Company should do well in a recession:
a) High gas prices, consumers stretched, Insurance companies raising rates (first time in four years) this is causing consumers to more aggressively comparison shop all type of insurance.
b) Ad pricing will come down and this will free up ad space for INSW that serves 1 billion ad impressions a month
c) Carrier, Consumer, and Agent adoption as one of the most efficient lead channels (tracking costs and gaining real time purchases) (State Farm the only big company INSW was missing joined the platform very recently State Farm has 17,000 agents (no idea how many will use INSW: http://www.agentinsider.com/about/partners.html
d) Carriers are now subsidizing the cost to buy leads from INSW: Specifically Allstate, Farmers, and Nationwide (see above link)
Since eHealth was written up on VIC. We will briefly contrast. eHealth is an agency and not in the lead gen business. They buy leads from other web sites and do their own marketing. You can see Insure.com has a partnership on the lead gen front with eHealth/GEICO. Health and Life are less scalable models as most customers need to spend time on the phone with an agent. Not saying either model is better or worse just different. Auto is a relatively very easy transaction well suited for the Internet. Life Insurance is getting more interesting as Carriers are offering no physical exam buy on the spot life insurance and have upped from $250K to $500K. This is significant because most husbands get urged to buy life insurance to cover home mortgage in case of death. So a policy you can complete in 10 minutes online and $500K is attractive and additional scalable area for INSW.

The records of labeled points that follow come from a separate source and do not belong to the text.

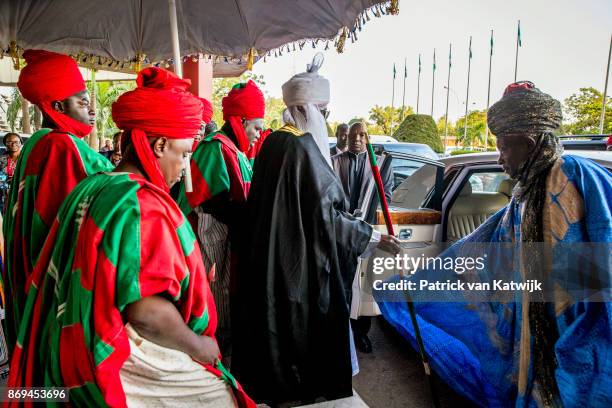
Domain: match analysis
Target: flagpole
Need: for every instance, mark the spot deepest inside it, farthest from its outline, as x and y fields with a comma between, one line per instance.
x=467, y=93
x=419, y=85
x=603, y=106
x=518, y=43
x=489, y=93
x=433, y=82
x=404, y=92
x=392, y=102
x=450, y=50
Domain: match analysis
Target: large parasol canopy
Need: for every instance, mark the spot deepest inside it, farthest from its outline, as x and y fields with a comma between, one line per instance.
x=124, y=35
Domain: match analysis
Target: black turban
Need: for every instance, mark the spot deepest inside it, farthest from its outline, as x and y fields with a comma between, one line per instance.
x=524, y=109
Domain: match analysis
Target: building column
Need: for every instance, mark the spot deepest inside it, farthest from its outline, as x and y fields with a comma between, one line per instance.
x=200, y=73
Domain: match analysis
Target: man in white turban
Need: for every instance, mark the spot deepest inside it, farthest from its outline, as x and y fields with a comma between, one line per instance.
x=299, y=258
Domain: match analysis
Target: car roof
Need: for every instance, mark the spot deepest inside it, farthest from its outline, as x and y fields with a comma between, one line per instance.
x=600, y=156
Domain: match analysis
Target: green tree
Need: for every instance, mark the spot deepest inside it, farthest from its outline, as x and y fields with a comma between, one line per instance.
x=382, y=116
x=440, y=126
x=274, y=112
x=419, y=129
x=476, y=129
x=583, y=109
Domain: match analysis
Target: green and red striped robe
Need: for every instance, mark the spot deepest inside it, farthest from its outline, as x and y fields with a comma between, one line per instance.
x=50, y=165
x=217, y=166
x=117, y=239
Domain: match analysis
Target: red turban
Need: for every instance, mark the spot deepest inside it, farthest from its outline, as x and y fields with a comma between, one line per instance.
x=245, y=101
x=208, y=110
x=50, y=77
x=160, y=106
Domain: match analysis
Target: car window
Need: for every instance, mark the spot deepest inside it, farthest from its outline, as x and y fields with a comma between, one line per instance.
x=487, y=182
x=402, y=168
x=415, y=180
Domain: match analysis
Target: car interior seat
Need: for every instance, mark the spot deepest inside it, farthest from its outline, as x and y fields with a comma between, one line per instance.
x=471, y=209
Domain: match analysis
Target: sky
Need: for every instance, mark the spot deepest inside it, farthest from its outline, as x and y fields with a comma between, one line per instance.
x=564, y=47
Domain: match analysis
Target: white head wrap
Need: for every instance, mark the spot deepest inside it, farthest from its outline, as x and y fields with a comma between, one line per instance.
x=310, y=91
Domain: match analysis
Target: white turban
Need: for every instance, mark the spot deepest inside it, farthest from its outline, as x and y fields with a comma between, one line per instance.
x=307, y=88
x=310, y=91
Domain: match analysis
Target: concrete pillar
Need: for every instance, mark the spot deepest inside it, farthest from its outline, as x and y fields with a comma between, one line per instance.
x=200, y=73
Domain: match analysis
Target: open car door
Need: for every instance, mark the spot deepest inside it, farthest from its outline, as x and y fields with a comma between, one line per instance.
x=416, y=216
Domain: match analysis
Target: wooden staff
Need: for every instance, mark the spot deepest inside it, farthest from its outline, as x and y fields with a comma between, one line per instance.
x=417, y=332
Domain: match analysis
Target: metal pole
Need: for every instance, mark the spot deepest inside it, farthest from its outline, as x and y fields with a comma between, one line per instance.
x=419, y=85
x=450, y=49
x=603, y=105
x=517, y=46
x=93, y=136
x=176, y=49
x=467, y=94
x=392, y=102
x=404, y=91
x=433, y=82
x=489, y=93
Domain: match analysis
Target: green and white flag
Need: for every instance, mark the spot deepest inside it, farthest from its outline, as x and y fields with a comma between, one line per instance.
x=434, y=67
x=470, y=47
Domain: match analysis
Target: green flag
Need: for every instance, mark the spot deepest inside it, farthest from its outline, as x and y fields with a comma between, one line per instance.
x=470, y=47
x=434, y=59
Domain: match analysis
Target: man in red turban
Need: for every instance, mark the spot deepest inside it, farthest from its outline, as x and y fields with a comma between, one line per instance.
x=53, y=161
x=221, y=179
x=137, y=325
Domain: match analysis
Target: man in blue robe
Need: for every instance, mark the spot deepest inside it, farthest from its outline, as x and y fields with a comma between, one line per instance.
x=530, y=351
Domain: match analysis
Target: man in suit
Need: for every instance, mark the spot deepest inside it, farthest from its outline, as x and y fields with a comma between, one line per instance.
x=355, y=174
x=341, y=140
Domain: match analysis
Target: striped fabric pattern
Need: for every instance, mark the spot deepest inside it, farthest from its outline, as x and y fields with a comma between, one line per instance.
x=117, y=239
x=50, y=165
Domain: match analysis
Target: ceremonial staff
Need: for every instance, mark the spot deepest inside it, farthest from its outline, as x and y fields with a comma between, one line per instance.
x=389, y=224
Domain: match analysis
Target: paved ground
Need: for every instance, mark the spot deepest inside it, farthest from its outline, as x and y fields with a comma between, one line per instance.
x=392, y=376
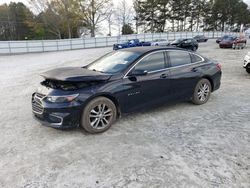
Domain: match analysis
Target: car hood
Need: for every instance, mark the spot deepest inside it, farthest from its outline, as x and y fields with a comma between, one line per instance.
x=175, y=43
x=226, y=42
x=75, y=74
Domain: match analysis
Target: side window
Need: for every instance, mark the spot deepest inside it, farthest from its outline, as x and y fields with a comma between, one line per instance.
x=152, y=62
x=178, y=58
x=195, y=58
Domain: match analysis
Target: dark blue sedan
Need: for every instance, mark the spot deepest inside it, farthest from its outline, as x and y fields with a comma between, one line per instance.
x=123, y=81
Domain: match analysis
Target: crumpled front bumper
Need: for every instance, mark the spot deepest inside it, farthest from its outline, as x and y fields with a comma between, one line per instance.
x=246, y=61
x=60, y=116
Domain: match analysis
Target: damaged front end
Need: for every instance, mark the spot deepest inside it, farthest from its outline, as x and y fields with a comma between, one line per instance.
x=60, y=99
x=68, y=85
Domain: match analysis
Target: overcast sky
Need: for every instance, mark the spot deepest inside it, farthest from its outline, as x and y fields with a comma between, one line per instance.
x=27, y=1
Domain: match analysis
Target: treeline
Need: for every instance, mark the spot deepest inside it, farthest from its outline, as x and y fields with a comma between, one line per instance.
x=191, y=15
x=50, y=19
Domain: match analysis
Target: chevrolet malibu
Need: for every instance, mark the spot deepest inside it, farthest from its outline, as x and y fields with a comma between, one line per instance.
x=121, y=82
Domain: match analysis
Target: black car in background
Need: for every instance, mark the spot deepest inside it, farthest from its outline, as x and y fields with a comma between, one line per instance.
x=123, y=81
x=218, y=40
x=190, y=44
x=201, y=38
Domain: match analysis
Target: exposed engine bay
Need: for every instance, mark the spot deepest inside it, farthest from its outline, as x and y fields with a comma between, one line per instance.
x=68, y=85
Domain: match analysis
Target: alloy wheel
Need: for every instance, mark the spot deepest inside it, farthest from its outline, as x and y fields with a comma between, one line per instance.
x=100, y=116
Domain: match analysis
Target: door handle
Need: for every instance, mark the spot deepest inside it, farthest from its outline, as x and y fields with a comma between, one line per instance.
x=164, y=76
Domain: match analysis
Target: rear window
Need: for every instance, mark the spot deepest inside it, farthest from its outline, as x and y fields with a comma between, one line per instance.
x=178, y=58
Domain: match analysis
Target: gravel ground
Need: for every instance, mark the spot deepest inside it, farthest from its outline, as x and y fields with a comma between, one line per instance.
x=181, y=145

#1 and #3 have been acquired for strictly rumored and actual 2.7-3.0x sls (Insureme just reached profitability: see filings from 8k under RATE 22 April 08)
INSW .45x ev/sls
Great Balance sheet: 33% of market cap in cash and positive cash flow YTD of .14 per share despite the perfect storm hitting in 2Q, wonderful business cash makes up 70% of Total Assets, DSO's 21-31, and no inventory.
Short term issues are masking significant growth story: Leads generated 1H08 +124% revenue +31% positive cash flow of $705K
Insw has a low cost advantage in acquiring leads at $2.26 last quarter
Launch of www.insurancerates.com and additional content syndication agreements
very sharp management (i know this sounds like a cliche but they are very good).
On a EV basis trading for this years Customer Acquisiton Budget $4.50 per share!